Increased iron accumulation has not been demonstrated before in CADASIL or in other forms of small vessel disease, but has mainly been associated with neurodegenerative diseases such as Alzheimer's and Huntington disease, with large vessel stroke and with normal ageing.1 ,9–12 The findings in this article suggest that chronic microvascular brain disease could also be an important component of iron deposition in the general ageing population.
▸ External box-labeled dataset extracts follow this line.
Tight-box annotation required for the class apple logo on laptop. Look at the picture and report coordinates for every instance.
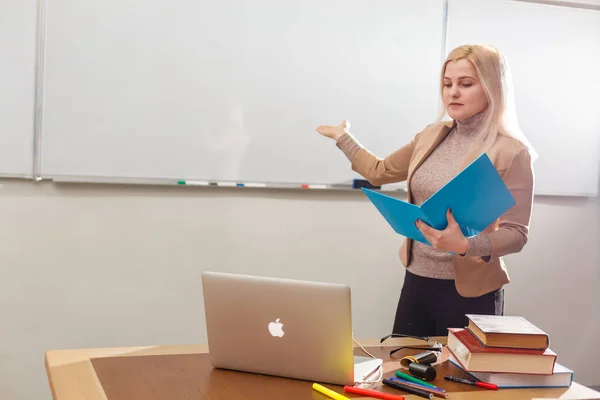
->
[269,318,285,337]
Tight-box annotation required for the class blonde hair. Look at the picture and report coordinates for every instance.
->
[440,45,537,164]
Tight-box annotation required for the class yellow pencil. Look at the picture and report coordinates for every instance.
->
[313,383,350,400]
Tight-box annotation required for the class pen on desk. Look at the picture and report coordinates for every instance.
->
[383,379,433,400]
[390,378,448,399]
[444,375,498,390]
[344,386,404,400]
[313,383,350,400]
[396,371,436,387]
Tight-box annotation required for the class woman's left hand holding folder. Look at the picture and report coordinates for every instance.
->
[416,210,469,254]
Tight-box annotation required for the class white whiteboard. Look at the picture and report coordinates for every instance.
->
[0,0,37,178]
[41,0,444,183]
[447,0,600,195]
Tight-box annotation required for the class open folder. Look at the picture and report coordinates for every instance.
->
[362,154,515,245]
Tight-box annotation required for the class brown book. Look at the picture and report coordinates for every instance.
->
[448,328,556,375]
[467,314,550,350]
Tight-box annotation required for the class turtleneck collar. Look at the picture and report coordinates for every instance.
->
[456,111,485,136]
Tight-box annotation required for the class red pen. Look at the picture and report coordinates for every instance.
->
[444,376,498,390]
[344,386,404,400]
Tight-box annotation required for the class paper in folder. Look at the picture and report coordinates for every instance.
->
[362,154,515,245]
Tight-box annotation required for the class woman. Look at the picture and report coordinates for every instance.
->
[317,45,535,336]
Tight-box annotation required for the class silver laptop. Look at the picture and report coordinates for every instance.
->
[202,272,381,385]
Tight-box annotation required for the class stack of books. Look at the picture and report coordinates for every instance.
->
[447,314,573,388]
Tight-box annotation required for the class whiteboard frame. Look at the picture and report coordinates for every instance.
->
[32,0,600,197]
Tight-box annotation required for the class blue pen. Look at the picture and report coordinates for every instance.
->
[390,377,448,399]
[390,377,446,393]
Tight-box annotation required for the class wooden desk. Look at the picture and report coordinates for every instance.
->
[46,339,600,400]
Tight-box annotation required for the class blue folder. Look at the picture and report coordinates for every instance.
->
[362,154,515,245]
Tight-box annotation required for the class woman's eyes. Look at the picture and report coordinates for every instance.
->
[444,83,473,88]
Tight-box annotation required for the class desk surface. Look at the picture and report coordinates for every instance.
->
[46,339,600,400]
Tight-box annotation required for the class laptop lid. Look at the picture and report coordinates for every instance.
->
[202,272,355,385]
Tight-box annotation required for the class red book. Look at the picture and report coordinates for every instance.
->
[448,328,556,375]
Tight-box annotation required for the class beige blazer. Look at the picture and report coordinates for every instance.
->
[352,121,534,297]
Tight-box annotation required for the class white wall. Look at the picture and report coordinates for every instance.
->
[0,181,600,400]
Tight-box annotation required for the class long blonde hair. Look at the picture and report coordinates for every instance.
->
[440,44,537,164]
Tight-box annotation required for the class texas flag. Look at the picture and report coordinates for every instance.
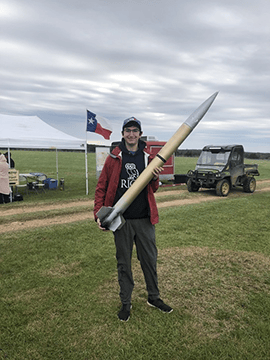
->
[86,110,112,140]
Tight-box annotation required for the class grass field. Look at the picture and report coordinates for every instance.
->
[0,151,270,360]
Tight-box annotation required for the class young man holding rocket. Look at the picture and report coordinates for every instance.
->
[94,117,173,321]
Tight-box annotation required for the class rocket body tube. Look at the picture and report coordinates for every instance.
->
[97,92,218,231]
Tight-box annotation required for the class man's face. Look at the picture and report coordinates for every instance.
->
[123,126,142,146]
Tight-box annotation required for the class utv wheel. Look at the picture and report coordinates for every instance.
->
[243,177,256,193]
[187,179,200,192]
[216,179,230,196]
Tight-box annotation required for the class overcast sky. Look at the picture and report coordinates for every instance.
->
[0,0,270,152]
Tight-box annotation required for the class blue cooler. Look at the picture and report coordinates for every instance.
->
[44,178,58,189]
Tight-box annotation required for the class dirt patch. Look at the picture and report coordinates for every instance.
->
[0,180,270,233]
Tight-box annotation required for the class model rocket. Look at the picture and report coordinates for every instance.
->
[97,92,218,231]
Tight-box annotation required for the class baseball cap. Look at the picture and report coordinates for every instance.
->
[122,116,142,131]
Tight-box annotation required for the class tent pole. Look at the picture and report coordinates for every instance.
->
[55,148,58,184]
[85,140,88,195]
[8,147,13,202]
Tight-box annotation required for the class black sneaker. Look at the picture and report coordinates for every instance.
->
[118,304,132,321]
[147,299,173,314]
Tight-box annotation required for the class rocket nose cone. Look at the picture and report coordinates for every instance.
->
[185,91,218,129]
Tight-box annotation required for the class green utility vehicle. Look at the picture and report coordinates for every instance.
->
[187,145,260,196]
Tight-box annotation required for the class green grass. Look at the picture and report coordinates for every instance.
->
[0,151,270,360]
[2,150,270,207]
[0,192,270,360]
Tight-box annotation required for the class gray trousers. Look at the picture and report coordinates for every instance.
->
[114,218,159,304]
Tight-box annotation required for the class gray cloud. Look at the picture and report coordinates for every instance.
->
[0,0,270,152]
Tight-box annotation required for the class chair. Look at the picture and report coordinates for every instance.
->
[16,174,28,195]
[33,174,47,192]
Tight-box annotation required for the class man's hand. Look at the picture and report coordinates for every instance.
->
[153,167,164,180]
[97,218,109,231]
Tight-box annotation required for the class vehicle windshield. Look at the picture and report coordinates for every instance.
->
[197,151,230,166]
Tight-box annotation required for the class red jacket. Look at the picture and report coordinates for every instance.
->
[94,147,159,225]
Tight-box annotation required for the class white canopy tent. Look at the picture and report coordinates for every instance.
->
[0,114,88,194]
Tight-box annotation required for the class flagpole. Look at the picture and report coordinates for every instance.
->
[85,110,88,195]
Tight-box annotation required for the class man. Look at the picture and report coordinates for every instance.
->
[94,117,173,321]
[4,152,15,169]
The mechanism that leads to this iron deposition in CADASIL remains to be determined. Possibly, the deposition of iron molecules is a consequence of secondary neurodegeneration. Possibly, the demyelination of white matter tracts and the atrophy of cerebral cortex lead to a decreased demand of iron from the storage place in the deep grey nuclei, causing chronic accumulation of iron in the striatum.13
The effects of the increased iron levels in deep brain nuclei in this study population are unknown. In general, increased brain iron levels may lead to cerebral damage by interfering with protein synthesis or by increasing the vulnerability to oxidative stress.14 ,15 In CADASIL, this may lead to worsening of clinical symptoms and to faster clinical disease progression. In our study symptomatic patients with CADASIL had higher values of phase shift than asymptomatic MCs, which suggests that iron deposition is associated with disease severity. However, since these differences were not statistically significant, it remains unclear whether this association is true. Studies with a larger sample size need to be performed to confirm the relation between iron deposition and clinical disease severity in CADASIL. Eventually, the present findings could open new venues to modify the course of the disease in CADASIL, for example, by using iron chelators or inhibitors of oxidative stress.
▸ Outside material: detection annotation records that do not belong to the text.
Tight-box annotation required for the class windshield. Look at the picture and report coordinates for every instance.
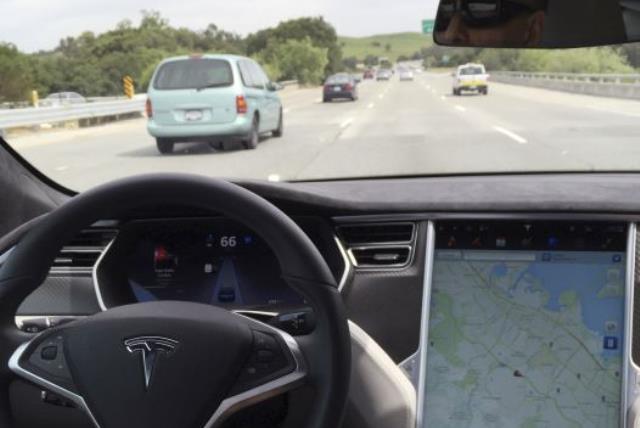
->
[0,0,640,191]
[153,58,233,90]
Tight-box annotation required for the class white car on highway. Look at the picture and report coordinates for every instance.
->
[398,68,415,82]
[453,64,489,95]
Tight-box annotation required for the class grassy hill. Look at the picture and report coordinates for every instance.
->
[340,33,433,61]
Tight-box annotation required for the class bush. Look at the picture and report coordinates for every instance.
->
[256,37,329,85]
[0,43,33,102]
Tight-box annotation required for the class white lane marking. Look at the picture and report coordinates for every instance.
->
[340,117,353,129]
[493,126,527,144]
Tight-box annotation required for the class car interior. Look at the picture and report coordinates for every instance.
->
[0,0,640,428]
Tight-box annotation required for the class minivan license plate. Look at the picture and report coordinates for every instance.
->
[184,110,202,122]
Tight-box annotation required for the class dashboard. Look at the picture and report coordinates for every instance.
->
[6,172,640,428]
[106,218,304,308]
[88,216,344,316]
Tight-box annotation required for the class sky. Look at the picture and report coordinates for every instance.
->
[0,0,437,52]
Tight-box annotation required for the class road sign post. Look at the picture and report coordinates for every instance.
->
[422,19,436,34]
[122,76,136,99]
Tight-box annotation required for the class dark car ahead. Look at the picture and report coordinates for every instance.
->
[322,73,358,103]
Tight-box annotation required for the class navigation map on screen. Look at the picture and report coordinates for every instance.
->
[424,222,625,428]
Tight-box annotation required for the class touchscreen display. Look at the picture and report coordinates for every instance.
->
[423,222,626,428]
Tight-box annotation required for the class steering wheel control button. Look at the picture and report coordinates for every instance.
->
[26,335,72,387]
[271,311,315,336]
[40,345,58,361]
[256,349,276,363]
[231,330,295,395]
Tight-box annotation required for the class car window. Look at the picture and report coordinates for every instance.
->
[154,59,233,90]
[460,67,484,76]
[250,62,269,89]
[238,60,255,88]
[327,74,351,84]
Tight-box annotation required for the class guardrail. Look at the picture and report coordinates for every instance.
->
[491,71,640,99]
[0,94,146,132]
[0,80,298,135]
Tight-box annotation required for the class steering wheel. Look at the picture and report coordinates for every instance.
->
[0,174,351,428]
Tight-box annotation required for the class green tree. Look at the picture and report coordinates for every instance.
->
[0,43,32,102]
[342,56,358,71]
[246,17,342,75]
[256,37,328,84]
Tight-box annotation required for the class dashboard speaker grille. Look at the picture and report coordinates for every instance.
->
[51,227,118,274]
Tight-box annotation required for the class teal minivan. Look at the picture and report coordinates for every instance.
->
[146,55,283,154]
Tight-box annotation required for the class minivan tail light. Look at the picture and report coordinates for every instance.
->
[236,95,249,114]
[145,98,153,119]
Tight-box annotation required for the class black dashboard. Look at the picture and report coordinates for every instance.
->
[6,175,640,426]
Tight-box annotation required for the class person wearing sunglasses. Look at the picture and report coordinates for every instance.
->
[435,0,547,48]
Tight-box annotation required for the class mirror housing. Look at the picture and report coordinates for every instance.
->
[267,82,284,92]
[433,0,640,48]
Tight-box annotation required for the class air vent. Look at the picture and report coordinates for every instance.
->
[51,228,118,274]
[349,245,411,268]
[338,223,415,246]
[337,222,416,270]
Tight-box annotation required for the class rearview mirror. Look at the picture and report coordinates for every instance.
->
[433,0,640,48]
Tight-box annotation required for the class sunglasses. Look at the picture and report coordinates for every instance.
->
[436,0,534,31]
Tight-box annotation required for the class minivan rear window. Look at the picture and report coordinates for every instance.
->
[153,58,233,90]
[460,67,484,76]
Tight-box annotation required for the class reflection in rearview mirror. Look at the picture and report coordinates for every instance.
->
[434,0,640,48]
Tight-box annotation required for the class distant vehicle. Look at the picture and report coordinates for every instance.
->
[453,64,489,95]
[398,68,414,82]
[147,55,284,154]
[376,68,393,81]
[322,73,358,103]
[43,92,87,107]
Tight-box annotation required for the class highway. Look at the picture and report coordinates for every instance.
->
[8,73,640,190]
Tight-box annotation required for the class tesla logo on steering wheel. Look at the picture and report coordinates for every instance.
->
[124,336,178,390]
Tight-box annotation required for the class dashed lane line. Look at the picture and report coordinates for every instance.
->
[493,126,527,144]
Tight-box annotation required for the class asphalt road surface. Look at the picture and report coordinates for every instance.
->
[9,73,640,190]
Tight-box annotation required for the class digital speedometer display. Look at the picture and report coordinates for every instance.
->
[126,219,303,307]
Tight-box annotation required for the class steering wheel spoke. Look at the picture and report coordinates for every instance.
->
[9,329,99,427]
[205,321,307,428]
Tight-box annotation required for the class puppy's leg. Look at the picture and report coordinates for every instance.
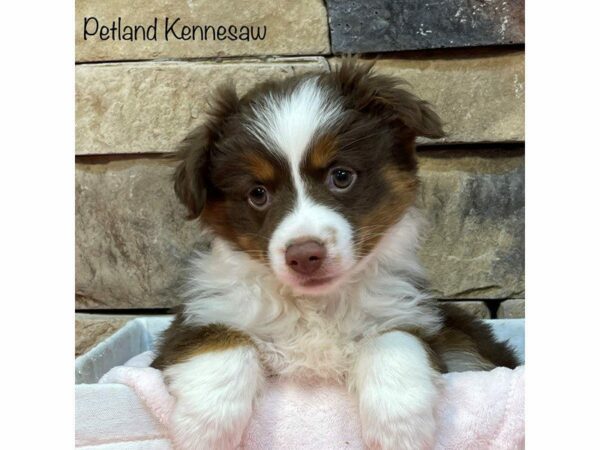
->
[351,331,440,450]
[164,345,263,450]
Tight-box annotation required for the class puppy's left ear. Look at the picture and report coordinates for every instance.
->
[173,84,239,219]
[334,57,445,139]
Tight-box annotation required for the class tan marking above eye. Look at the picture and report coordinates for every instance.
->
[245,153,277,183]
[308,134,338,169]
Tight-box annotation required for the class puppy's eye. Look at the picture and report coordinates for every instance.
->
[327,167,356,192]
[248,186,271,210]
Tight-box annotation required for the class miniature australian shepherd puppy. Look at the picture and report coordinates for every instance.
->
[153,59,518,450]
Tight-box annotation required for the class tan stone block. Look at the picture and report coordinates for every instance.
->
[75,0,330,62]
[75,57,328,155]
[420,149,525,299]
[76,150,524,308]
[332,51,525,143]
[498,299,525,319]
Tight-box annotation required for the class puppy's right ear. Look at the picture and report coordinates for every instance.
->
[173,85,239,219]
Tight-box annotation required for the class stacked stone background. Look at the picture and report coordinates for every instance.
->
[75,0,525,353]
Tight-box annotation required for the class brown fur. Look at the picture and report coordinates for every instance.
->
[428,302,519,372]
[159,59,517,371]
[175,59,443,262]
[152,313,253,369]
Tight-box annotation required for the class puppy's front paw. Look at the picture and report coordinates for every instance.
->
[352,331,439,450]
[165,347,263,450]
[361,399,436,450]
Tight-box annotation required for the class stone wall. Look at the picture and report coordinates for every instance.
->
[75,0,525,348]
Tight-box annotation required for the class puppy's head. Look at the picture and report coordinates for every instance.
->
[175,60,443,294]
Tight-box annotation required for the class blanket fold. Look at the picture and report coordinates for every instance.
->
[100,352,525,450]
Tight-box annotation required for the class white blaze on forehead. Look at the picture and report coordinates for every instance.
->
[248,77,342,172]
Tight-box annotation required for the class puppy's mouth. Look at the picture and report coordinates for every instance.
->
[299,275,339,288]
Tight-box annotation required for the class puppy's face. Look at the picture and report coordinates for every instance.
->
[175,62,443,294]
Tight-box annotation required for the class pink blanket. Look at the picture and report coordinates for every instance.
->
[100,352,525,450]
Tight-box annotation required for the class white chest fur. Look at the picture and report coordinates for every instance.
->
[185,213,440,381]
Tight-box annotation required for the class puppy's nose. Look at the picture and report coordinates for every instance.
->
[285,241,327,275]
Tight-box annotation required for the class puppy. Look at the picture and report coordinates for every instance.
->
[153,59,517,450]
It should be noted that even though a significant overall difference was found, many MCs showed phase shift values that were still comparable to those of the controls. However, in the MC group the variance of phase shift values was larger than that in the control group, especially at higher age. Part of the overall difference can be explained by this larger variance in MCs. This large variation in the amount of iron deposition in CADASIL can be considered analogous to the large phenotypical variation in other clinical and MRI findings in CADASIL.16
We measured iron deposition indirectly by detecting signal loss on magnitude images and measuring increased phase shift on phase images, and not by direct measurement of iron concentration, which is still an area of contention in terms of quantitation using MRI. Causes of decreased signal intensity other than iron, such as calcifications or depositions of other types of metal, cannot be ruled out on the MRI scans. However, histopathological analysis showed that the pattern of hypointensity observed on MRI matches the pattern of iron staining on histochemistry.
This study was performed using a 7 T MRI scanner, which is considered to be more sensitive to iron deposition than MRI scanners with standard field strengths.6 However, since the iron deposition in this study was distributed diffusely in relatively large anatomical structures, it is likely that this process of iron deposition can also be studied using MRI scanners with standard field strengths.
In conclusion, high-field MRI demonstrates progressive diffuse areas of T2* hypointensity and phase shift in the striatum in CADASIL, indicating that progressive iron deposition is associated with the pathology of CADASIL, and possibly of other small vessel diseases. Further research is needed to elucidate the underlying pathophysiology and possible implications.
Competing interests None.
Ethics approval Ethics approval was provided by Medical ethics committee of the Leiden University Medical Center.
Provenance and peer review Not commissioned; externally peer reviewed.